Extended definition
Req load is the current state metric to recruiter capacity’s planning metric. Capacity is the ceiling — how many reqs can the recruiter sustainably manage.
Req load is the actual count today. The gap between them is the operational signal: a recruiter consistently at 80% of capacity has bandwidth; one consistently at 120% is over-loaded and absorbing risk that will surface as quality degradation.
Req load is one of the most useful real-time TA management metrics because it’s actionable in the moment, not lagging like time-to-fill or quality-of-hire.
How to track req load
The basic measurement is straightforward:
Recruiter req load = Number of active requisitions assigned to that recruiter at the measurement point
But the useful version requires several refinements:
- Active vs total — A recruiter may have 15 reqs assigned but 4 in early intake (no active sourcing yet) and 11 actively in market. The active count is the operational number.
- Unit-equivalent weighting — A recruiter with 10 customer service reqs and one VP search doesn’t have a load of 11 — the VP search consumes the equivalent of 3-4 customer service reqs. Weighted unit-equivalent load matches the unit-equivalent capacity metric.
- Stage-of-process distribution — A req load with 8 reqs in early sourcing is different from one with 8 reqs in active interviewing. The interview-stage reqs consume more concentrated recruiter time. Stage breakdown of the load surfaces this.
- Trend versus point-in-time — Req load measured weekly with trend tracking is more useful than a single snapshot. Loads typically rise and fall with hiring waves; sustained high loads are the diagnostic signal.
Req load reporting at the team level rolls up to total team load against total team capacity. The team-level gap is the conversation TA leaders have with finance and operations about whether resourcing is sufficient.
Why req load matters
Req load is the actionable operational metric that capacity planning produces. Capacity tells the team how much they can handle; req load tells them how much they’re handling right now.
The comparison drives daily and weekly management decisions: which reqs to redistribute, which recruiters need support, which need additional reqs assigned. Req load distributions across the team also surface uneven workload to TA leadership — common patterns include senior recruiters carrying disproportionate hard-to-fill loads while junior recruiters under-load on volume roles.

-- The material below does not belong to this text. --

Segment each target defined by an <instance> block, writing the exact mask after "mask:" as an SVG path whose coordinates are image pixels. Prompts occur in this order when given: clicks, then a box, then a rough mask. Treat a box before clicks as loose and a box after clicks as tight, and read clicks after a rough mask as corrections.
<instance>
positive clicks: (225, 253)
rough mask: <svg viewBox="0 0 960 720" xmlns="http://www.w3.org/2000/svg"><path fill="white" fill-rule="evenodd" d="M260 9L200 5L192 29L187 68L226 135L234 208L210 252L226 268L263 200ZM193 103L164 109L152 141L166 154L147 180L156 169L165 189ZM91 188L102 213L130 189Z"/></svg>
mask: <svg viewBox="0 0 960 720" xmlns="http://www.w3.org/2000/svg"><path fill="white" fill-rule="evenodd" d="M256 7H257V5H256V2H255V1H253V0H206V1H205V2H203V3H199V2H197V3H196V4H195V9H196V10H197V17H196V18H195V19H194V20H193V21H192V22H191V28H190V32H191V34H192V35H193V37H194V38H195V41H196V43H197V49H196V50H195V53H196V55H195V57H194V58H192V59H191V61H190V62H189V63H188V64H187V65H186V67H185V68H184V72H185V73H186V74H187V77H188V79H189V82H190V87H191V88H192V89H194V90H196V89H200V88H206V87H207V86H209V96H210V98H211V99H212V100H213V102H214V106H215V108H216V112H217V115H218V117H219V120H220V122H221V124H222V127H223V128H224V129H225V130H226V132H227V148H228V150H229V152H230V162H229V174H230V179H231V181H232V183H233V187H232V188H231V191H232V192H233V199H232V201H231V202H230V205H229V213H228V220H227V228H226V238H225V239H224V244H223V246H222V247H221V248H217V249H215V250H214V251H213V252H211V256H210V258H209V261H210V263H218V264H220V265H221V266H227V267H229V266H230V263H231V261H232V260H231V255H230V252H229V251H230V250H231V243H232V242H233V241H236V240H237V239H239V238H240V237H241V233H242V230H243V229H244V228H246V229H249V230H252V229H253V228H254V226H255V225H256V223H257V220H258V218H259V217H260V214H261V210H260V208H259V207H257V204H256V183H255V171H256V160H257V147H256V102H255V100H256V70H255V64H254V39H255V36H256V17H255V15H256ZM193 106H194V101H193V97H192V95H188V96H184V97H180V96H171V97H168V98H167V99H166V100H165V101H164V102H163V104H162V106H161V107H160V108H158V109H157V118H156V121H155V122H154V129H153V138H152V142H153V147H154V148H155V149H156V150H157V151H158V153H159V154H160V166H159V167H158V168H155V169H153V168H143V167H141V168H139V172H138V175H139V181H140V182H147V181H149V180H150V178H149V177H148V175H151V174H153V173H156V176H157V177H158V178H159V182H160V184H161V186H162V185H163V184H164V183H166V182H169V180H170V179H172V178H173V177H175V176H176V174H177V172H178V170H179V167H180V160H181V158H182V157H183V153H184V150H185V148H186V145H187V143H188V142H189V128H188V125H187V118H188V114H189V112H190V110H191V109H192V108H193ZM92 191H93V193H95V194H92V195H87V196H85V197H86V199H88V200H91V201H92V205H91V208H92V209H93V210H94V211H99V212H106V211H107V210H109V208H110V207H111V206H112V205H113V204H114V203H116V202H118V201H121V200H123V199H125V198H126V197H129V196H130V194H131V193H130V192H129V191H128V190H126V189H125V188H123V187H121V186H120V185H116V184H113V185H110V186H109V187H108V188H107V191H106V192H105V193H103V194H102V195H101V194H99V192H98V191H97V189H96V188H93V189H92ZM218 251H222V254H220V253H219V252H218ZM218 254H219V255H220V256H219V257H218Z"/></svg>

Without explicit req-load tracking, these distributional issues persist invisibly until they break.
Common mistakes and misconceptions about req load
- Counting total reqs instead of active reqs — Reqs in early intake without active sourcing aren’t consuming the same recruiter time as active-sourcing reqs. Active count is the operational number.
- Ignoring difficulty weighting — A recruiter with 12 customer service reqs has a different load than one with 6 senior engineering reqs. Unit-equivalent weighting matters as much for load tracking as for capacity setting.
- Reporting only individual recruiter loads — Team-level req load against team-level capacity is the workforce-planning conversation. Individual loads matter operationally; aggregate loads matter strategically.
- Treating high req load as recruiter ambition — Recruiters who carry consistently high loads are absorbing risk on the team’s behalf. The risk usually surfaces as quality degradation, candidate experience drops, or eventual burnout. Sustained high loads aren’t badges of honour.
- Failing to redistribute — The point of tracking load distribution is to redistribute when imbalances emerge. Tracking without acting produces frustrated reports and unchanged operations.
Frequently asked questions
What is req load?
Req load is the number of active requisitions currently assigned to a recruiter or recruiting team — the actual workload measure compared against capacity to identify under- or over-loading. Capacity is the ceiling — how many reqs can the recruiter sustainably manage.
What's a healthy req load per recruiter?
Typically 10-15 unit-equivalents per recruiter, where junior and mid-level roles count as 1 unit, senior roles 2-3 units, and executive searches 4-5 units. Raw req counts without difficulty weighting are misleading — 12 customer service reqs is a very different load than 6 senior engineering reqs.
What's the difference between req load and recruiter capacity?
Recruiter capacity is the maximum sustainable load — the ceiling. Req load is the current actual load — what the recruiter is carrying today. Comparing the two surfaces who's at, under, or over capacity. Capacity is the planning metric; req load is the operational one.
How often should req load be reviewed?
Weekly at the recruiter level for operational management; monthly at the team level for trend analysis and workforce planning. Daily review can be useful during peak hiring periods or when load distribution problems are actively being addressed.
What do you do when a recruiter is consistently over their req load capacity?
Redistribute reqs to recruiters with bandwidth, push back on new req intake until load drops, escalate to TA leadership if the team-level capacity is insufficient, or formally engage external partners (RPOs, contingent agencies) to absorb overflow. Sustained over-load without action produces predictable quality and retention problems.